Terra Stephenson has volunteered with Cystic Fibrosis Canada for her entire life
Terra Stephenson received Cystic Fibrosis Canada’s 2021 National Eva Markvoort Leadership Award. She’s pictured here with her daughter Sophia. (Contributed)

A 32-year-old Salmon Arm woman has been recognized with a prestigious leadership award for making a disease with no cure less scary.

On Dec. 16, the charity Cystic Fibrosis Canada announced Terra Stephenson was the 2021 recipient of the National Eva Markvoort Leadership Award.

According to CF Canada’s Sandra Niven, the leadership award was created to honour Markvoort, “an inspirational young woman with CF.”

CF is a fatal genetic disease for which there’s currently no cure.

Eva’s father, Bill, presented the award to Stephenson during a Dec. 9 virtual event. Earlier in the day, he had called Stephenson, and the two shared their life experiences.

Stephenson has volunteered with CF Canada for most of her life. From a young age she was comfortable and confident to speak publicly about her diagnosis with CF. She credits her parents for being open and encouraging her to educate herself on the disease, understand her capabilities and limits and make CF less frightening.

“I have always been pretty at peace with CF being a part of who I am,” said Stephenson. “Talking about it has always been kind of cathartic for me … trying to get people to a similar place where it’s not as scary to deal with CF isn’t hard, it’s helpful.

“There are definitely difficult times and dealing with CF can be really hard. But your whole life doesn’t have to be focused on the scary parts,” she said.
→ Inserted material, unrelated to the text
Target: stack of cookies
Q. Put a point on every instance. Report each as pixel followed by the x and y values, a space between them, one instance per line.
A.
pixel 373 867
Stephenson was born in Peace River, Alta. and her family moved around a bit before settling in Salmon Arm when she was nine — two years after she started publicly speaking about CF. Stephenson has lived in Salmon Arm since, except when she was getting her teaching degree in Kelowna. She also substitute taught in Vancouver briefly; however, being in a large classroom proved to be too much of a health risk.

Stephenson now works for the Literacy Alliance of the Shuswap Society as a children’s program coordinator.

“It’s been a really perfect fit for me … to be involved in getting children’s programs running.”

CF Canada ended its Dec. 16 award announcement with these words about Stephenson: “Her positivity and emphasis on doing the best you can while being as healthy as you can has given people the hope they need to fight this disease … Terra sets a beautiful example for those who are fighting CF.”